12.15pm: Brown says:
First of all, on defence, he cannot deny the fact that the budget is rising in real terms.
12.16pm: Brown says Cameron was "at school at the time" of the cold war. He also says that Cameron's comments undermine what he said earlier about partisanship. Then he concludes with a riff about Ashcroft.
12.16pm: Earlier Bercow rebuked the Labour MP Derek Twigg. Now he rebukes the Tory Simon Burns. He says Burns' heckling is "as boring as it is boorish".
12.17pm: Nick Clegg
The Lib Dem leader starts with condolences to the dead servicemen. And he pays tribute to Michael Foot. He was "a man of great integrity".
12.18pm: He says an NAO report out today "lifts the lid on Labour's dark secret".
12.19pm: It shows that reoffending is costing the country millions.
Brown says reoffending is down.
Clegg says nine out of 10 young men who go to prison on short sentences reoffend within two years. "The victims end up paying the price."
12.21pm: Brown says if the Lib Dems would support the government on CCTV and DNA, the government would be able to catch more criminals. Youth reoffending is down 25%.
12.27pm: Here is one of the key quotes from Cameron:
Following his evidence, one former chief of the defence staff said the prime minster was being "disingenuous". Another former chief of the defence staff said he was "dissembling". Both these people worked with the prime minister [heckling] ... It's because they're Tories, is it? That is what this tribalist, divisive government thinks about ... I think this prime minister should get up and disassociate himself completely with what those people have said.
12.34pm: And here is one of the key quotes from Brown:
First of all, on defence, he cannot deny the fact that the budget is rising every year in real terms ... As for his talk about the cold war, talk about his call for non-partisanship in the House of Commons! Mr Speaker, I seem to remember he was at school at the time. The Conservative party talk about the new politics. But how can there be new politics with Lord Ashcroft? They talk about modernisation. How can there be modernisation with Lord Ashcroft? The Conservative party talks about change. How can they ever change as long as Lord Ashcroft is vice chairman of the party?

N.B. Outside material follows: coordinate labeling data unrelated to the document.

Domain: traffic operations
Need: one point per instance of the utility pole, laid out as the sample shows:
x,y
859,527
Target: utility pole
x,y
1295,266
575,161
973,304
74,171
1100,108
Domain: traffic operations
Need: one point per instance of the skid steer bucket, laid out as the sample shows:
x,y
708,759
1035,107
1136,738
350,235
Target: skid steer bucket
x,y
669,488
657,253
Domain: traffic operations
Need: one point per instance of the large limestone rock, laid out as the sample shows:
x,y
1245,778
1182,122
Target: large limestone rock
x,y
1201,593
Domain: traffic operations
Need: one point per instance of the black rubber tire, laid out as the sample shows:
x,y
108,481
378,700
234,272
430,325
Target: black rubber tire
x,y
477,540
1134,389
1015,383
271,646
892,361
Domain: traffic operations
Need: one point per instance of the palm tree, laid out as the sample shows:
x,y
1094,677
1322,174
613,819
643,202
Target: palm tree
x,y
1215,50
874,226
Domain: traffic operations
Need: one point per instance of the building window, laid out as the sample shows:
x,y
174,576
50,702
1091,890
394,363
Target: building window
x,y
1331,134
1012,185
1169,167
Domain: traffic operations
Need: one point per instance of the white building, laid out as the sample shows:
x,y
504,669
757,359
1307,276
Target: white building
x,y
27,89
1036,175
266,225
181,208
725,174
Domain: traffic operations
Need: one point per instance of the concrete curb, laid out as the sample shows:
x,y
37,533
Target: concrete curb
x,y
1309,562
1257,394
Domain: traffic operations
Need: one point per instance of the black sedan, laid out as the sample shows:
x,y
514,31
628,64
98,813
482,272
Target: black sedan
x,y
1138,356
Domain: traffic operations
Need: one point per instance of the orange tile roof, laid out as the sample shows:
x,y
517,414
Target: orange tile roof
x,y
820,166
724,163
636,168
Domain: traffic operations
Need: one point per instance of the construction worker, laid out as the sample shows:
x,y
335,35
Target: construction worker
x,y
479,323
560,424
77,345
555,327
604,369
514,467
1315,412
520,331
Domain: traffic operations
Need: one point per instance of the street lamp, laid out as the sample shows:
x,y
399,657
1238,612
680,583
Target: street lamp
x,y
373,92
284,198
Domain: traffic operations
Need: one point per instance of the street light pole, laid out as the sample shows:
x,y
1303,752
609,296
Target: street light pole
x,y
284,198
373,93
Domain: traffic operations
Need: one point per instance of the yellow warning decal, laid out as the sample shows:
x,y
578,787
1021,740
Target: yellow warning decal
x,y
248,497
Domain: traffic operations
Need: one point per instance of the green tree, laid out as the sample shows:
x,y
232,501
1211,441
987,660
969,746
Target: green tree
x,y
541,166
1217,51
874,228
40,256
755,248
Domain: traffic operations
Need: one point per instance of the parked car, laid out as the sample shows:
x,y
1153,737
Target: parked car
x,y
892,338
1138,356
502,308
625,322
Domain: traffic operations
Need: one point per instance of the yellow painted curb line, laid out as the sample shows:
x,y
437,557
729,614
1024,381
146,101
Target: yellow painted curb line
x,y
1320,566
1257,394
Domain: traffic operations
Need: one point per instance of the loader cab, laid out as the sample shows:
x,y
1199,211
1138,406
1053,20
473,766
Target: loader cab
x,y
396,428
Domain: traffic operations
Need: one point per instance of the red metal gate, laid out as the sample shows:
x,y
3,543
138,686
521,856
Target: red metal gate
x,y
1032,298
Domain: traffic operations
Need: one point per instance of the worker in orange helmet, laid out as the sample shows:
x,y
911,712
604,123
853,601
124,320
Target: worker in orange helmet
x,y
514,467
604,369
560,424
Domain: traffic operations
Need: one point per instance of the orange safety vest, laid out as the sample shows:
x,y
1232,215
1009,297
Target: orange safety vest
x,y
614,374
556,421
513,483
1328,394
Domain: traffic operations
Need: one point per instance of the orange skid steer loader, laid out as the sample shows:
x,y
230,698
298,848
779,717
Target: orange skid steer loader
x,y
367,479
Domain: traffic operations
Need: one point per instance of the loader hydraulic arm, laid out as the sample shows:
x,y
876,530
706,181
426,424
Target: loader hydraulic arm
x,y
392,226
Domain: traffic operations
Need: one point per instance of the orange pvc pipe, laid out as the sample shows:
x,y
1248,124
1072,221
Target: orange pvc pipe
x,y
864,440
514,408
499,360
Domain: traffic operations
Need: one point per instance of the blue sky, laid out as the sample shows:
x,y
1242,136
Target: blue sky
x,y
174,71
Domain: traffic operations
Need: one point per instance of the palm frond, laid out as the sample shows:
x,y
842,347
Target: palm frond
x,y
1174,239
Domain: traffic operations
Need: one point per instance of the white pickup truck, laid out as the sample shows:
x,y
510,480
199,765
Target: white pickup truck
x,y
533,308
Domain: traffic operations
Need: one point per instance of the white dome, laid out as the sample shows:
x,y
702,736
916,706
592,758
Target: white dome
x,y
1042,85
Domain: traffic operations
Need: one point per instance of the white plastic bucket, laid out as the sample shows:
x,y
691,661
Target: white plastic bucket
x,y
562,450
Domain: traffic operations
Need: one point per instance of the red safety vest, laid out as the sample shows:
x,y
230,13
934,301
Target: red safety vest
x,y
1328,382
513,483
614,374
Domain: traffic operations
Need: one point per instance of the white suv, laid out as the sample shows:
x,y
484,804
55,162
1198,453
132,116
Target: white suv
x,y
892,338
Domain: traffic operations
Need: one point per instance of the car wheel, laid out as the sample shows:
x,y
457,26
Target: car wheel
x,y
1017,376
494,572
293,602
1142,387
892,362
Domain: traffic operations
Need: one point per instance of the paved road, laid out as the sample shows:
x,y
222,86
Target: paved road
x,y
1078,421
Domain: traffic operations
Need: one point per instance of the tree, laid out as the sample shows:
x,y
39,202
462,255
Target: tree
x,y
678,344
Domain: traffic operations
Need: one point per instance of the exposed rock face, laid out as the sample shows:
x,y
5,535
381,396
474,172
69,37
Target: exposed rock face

Back in the chamber, Brown says he is worried by "the Conservative campaign to undermine the BBC".
Instant summary
Who won? Brown, although it was a particularly ill-tempered and undignified exchange that did not particularly bring credit to anyone. Cameron made a spontaneous decision to turn the Labour heckling against Brown, but his indignation sounded just a tiny bit feigned. He made a perfectly good point about defence spending in the 1990s, but the way his remark about the Tories winning the cold war came out almost made it sound as if he was trying to take credit himself. He wasn't, of course, but that doesn't matter; his remark was open to that interpretation. Brown's put-down, about Cameron being at school, was masterly.